People have a fundamental need for positive and lasting relationships – DeWall, Deckman, Pond & Bonser
Owning our story and loving ourselves through that process is the bravest thing we will ever do – Brown
The self is a consistent pattern, an organized whole – Schultz & Schultz
What does this have to do with anything…it’s everything. Yes I am in graduate school and have been teaching yoga for 10 years, there is a collision of an ancient practice meeting academic standards in my own life currently. If you were to step onto your yoga mat right now – and if I see you in the next 48 hours this is where I will be teaching from – can you, assuming you have all limbs in tack and if not then there is probably a cellular remembrance of what has gone missing, separate your heart from the whole? Can you separate your mind from the whole? Can you separate your physical, arms legs, hands, head from the whole? You could probably be on your mat mindlessly, but I wonder if it will offer a positive relationship with yourself or others later in the day. You could probable separate your heart, but I doubt you would be very successful loving yourself or others later in the day. And really, could you separate your body, the physical from the mental?

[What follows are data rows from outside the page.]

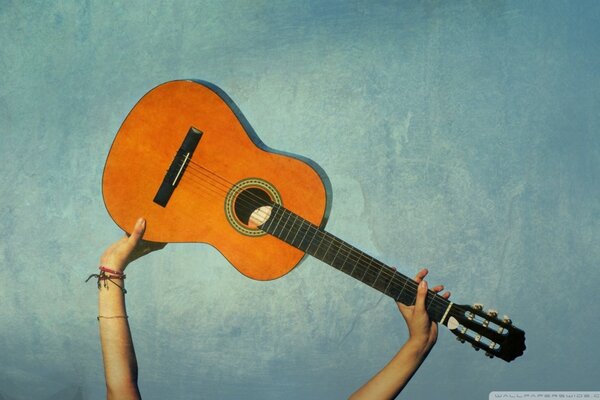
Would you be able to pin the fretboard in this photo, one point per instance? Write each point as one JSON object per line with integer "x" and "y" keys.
{"x": 307, "y": 237}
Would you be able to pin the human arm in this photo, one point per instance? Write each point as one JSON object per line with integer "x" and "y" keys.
{"x": 390, "y": 381}
{"x": 118, "y": 354}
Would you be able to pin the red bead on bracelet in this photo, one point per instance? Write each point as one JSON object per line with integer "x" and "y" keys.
{"x": 110, "y": 271}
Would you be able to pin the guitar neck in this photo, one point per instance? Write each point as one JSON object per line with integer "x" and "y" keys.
{"x": 307, "y": 237}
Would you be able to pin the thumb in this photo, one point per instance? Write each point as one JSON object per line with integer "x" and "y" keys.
{"x": 421, "y": 296}
{"x": 137, "y": 233}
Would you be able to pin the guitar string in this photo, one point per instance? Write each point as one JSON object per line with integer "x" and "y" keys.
{"x": 383, "y": 270}
{"x": 387, "y": 271}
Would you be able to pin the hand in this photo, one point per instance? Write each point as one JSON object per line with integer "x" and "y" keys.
{"x": 129, "y": 248}
{"x": 421, "y": 328}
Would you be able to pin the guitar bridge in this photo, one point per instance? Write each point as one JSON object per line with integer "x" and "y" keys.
{"x": 178, "y": 167}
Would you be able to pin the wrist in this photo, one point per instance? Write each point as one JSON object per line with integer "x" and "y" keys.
{"x": 419, "y": 344}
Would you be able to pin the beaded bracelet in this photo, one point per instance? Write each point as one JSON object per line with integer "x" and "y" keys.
{"x": 113, "y": 317}
{"x": 110, "y": 271}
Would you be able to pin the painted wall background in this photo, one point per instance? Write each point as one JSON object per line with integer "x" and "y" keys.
{"x": 462, "y": 136}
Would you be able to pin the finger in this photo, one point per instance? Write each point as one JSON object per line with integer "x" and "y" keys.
{"x": 137, "y": 233}
{"x": 421, "y": 295}
{"x": 404, "y": 310}
{"x": 110, "y": 250}
{"x": 421, "y": 274}
{"x": 438, "y": 288}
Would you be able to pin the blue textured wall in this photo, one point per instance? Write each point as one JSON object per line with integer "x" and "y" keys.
{"x": 458, "y": 135}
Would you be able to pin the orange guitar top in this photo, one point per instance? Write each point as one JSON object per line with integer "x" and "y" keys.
{"x": 210, "y": 187}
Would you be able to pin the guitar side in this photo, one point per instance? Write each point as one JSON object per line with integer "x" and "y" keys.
{"x": 228, "y": 154}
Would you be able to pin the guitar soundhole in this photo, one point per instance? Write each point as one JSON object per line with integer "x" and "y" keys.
{"x": 250, "y": 201}
{"x": 248, "y": 205}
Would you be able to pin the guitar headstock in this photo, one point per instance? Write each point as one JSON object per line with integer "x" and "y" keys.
{"x": 486, "y": 331}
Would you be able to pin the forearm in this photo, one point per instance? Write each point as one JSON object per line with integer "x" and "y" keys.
{"x": 390, "y": 381}
{"x": 120, "y": 364}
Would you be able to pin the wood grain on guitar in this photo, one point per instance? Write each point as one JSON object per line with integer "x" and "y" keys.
{"x": 188, "y": 161}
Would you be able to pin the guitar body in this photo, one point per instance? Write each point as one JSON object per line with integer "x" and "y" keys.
{"x": 229, "y": 160}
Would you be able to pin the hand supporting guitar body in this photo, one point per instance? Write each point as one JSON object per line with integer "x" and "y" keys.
{"x": 118, "y": 354}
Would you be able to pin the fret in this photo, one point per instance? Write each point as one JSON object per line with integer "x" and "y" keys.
{"x": 300, "y": 235}
{"x": 315, "y": 244}
{"x": 308, "y": 237}
{"x": 291, "y": 229}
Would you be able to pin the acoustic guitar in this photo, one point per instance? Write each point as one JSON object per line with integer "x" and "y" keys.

Often the concept of our heart and our mind get left out of the bigger picture. In cases of physical abuse or eating disorder, the body or positive regard of the body gets left. Yoga, as I have said before is a practice of uniting, connecting, allowing all parts of oneself to belong, to make a connection to the whole. Interestingly enough, the lack of satisfaction in our lives is seeing everyone else as separate. Isolating cultures, race, religion, sexual preference, politics, yet we all share the same breath, live on this planet together and everyone, as Paul Tournier puts it, “holds a sense of being lovable without having to qualify for that acceptance”. The success of our human race depends on having connections with others…yet we are still at war, and the biggest battle is probably within yourself. I am most definitely the hardest person on myself and tend to be the first one to get in my own way and tend to be the last one to put myself first…but I am working on it and refining little patterns that pull me from the collective love of myself. Working on creating a sense of belonging within in order to reflect it back out in to the wild world in which we participate.
We’ve heard it many times before and I wonder if he was ever hard on himself …
Be the change that you want to see – Gandhi
Yesterday’s post, just as you are, refers to the idea that you contain an unimaginable magnificence as Paul Muller-Ortega has taught me. Yes there are the layers that grip us into the non-loving expressions of our humanness, but we also contain the ability to belong, connect and the potential as well as the encouragement to bring forward your best self. What more is there?